Creating Arrays
Beyond wrapping an existing list, NumPy has several built-in functions for generating arrays of a given size or range directly — useful for placeholders, grids, and evenly spaced values.
Zeros and ones
np.zeros() and np.ones() take a shape and fill an array with that value. A single number makes a 1D array; a tuple like (2, 3) makes a 2D grid of that many rows and columns:
zeros = np.zeros(4) ones = np.ones((2, 3)) print(zeros) print(ones)
[0. 0. 0. 0.] [[1. 1. 1.] [1. 1. 1.]]
Note the values print with a trailing . — zeros() and ones() default to floating-point numbers, not integers.
arange and linspace
np.arange(start, stop, step) works like Python's built-in range() but returns an array. np.linspace(start, stop, num) instead takes a count and spaces that many values evenly between the start and stop, including both endpoints:
a = np.arange(0, 10, 2) b = np.linspace(0, 1, 5) print(a) print(b)

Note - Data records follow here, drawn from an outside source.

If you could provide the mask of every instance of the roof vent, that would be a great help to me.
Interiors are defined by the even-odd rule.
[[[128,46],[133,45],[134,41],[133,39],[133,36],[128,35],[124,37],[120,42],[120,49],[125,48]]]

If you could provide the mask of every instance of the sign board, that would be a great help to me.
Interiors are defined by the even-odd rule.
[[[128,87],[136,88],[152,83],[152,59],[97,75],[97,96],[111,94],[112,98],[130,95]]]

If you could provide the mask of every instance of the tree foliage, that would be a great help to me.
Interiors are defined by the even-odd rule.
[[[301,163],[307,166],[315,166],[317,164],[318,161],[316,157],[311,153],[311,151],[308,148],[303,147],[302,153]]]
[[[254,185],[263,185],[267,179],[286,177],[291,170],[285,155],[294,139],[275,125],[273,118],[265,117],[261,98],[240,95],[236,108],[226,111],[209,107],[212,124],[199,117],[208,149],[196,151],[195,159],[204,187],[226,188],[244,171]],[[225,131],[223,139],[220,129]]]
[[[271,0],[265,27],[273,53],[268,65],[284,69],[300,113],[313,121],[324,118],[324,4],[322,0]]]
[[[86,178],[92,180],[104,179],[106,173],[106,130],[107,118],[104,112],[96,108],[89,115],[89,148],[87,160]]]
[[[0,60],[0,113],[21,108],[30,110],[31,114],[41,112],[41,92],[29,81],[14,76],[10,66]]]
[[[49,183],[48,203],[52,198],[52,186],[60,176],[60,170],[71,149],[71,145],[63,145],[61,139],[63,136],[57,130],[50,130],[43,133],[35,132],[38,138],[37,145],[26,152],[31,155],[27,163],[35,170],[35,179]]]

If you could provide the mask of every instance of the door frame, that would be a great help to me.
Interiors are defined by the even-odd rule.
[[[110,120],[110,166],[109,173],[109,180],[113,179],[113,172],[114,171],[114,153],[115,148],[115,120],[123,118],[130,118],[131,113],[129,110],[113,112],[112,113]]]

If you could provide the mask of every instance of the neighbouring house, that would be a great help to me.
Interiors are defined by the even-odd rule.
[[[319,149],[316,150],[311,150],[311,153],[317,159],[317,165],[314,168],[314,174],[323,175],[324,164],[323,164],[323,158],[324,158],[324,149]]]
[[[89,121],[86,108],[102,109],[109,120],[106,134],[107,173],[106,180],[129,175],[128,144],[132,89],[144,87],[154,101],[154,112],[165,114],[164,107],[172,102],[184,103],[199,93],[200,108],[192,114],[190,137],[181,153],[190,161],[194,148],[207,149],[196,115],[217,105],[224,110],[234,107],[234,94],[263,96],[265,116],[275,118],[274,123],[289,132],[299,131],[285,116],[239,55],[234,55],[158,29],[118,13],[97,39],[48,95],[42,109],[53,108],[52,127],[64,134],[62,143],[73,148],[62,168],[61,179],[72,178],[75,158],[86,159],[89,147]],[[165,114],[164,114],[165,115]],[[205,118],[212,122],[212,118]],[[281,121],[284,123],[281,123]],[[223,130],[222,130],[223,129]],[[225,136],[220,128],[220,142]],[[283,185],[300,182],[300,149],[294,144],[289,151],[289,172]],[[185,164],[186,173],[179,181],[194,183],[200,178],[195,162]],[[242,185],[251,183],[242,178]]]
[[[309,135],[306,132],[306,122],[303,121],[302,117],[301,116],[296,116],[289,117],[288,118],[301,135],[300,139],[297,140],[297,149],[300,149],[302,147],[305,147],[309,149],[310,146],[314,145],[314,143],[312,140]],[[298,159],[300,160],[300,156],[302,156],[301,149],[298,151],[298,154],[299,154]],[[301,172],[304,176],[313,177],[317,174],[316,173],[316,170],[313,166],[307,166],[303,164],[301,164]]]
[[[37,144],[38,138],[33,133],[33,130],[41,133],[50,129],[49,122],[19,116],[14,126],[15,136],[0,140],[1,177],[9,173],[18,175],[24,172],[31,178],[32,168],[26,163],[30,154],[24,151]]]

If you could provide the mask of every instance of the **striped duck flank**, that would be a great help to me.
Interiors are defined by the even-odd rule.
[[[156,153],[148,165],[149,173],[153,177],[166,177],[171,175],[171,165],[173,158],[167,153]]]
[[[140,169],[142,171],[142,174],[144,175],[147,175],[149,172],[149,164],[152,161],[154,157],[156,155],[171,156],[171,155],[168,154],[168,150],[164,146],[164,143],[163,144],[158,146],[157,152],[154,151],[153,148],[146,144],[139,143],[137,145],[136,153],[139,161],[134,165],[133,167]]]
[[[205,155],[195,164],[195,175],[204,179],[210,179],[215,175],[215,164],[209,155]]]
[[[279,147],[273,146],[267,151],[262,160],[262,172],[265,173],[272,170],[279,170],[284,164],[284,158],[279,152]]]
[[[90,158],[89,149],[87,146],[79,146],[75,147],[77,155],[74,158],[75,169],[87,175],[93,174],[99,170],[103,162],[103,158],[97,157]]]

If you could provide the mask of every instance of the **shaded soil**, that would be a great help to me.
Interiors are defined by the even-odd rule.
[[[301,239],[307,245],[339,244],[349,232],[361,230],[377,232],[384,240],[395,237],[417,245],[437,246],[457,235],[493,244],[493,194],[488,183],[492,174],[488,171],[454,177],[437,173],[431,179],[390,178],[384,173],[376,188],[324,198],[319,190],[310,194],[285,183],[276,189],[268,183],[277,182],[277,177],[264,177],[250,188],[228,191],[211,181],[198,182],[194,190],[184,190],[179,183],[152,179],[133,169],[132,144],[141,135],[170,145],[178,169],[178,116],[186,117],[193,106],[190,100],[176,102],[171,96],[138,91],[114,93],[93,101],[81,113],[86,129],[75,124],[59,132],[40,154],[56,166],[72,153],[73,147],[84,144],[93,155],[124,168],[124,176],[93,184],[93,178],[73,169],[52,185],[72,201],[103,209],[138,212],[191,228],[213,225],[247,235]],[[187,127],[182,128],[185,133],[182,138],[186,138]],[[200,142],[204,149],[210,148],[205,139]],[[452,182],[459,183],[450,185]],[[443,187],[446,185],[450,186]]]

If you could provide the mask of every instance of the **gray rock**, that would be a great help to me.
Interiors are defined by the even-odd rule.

[0 2 4 6 8] [0. 0.25 0.5 0.75 1. ]
arange(0, 10, 2) steps by 2 and stops before reaching 10, the same "exclusive stop" rule as range(). linspace(0, 1, 5) instead asks for exactly 5 evenly spaced numbers between 0 and 1 — both endpoints included.
linspace over arange when you need an exact number of points. np.arange(0, 1, 0.1) looks like it should produce 10 values, but floating-point rounding can make it unpredictably include or exclude the final value. np.linspace(0, 1, 10) doesn't have that problem, because you're specifying the count directly.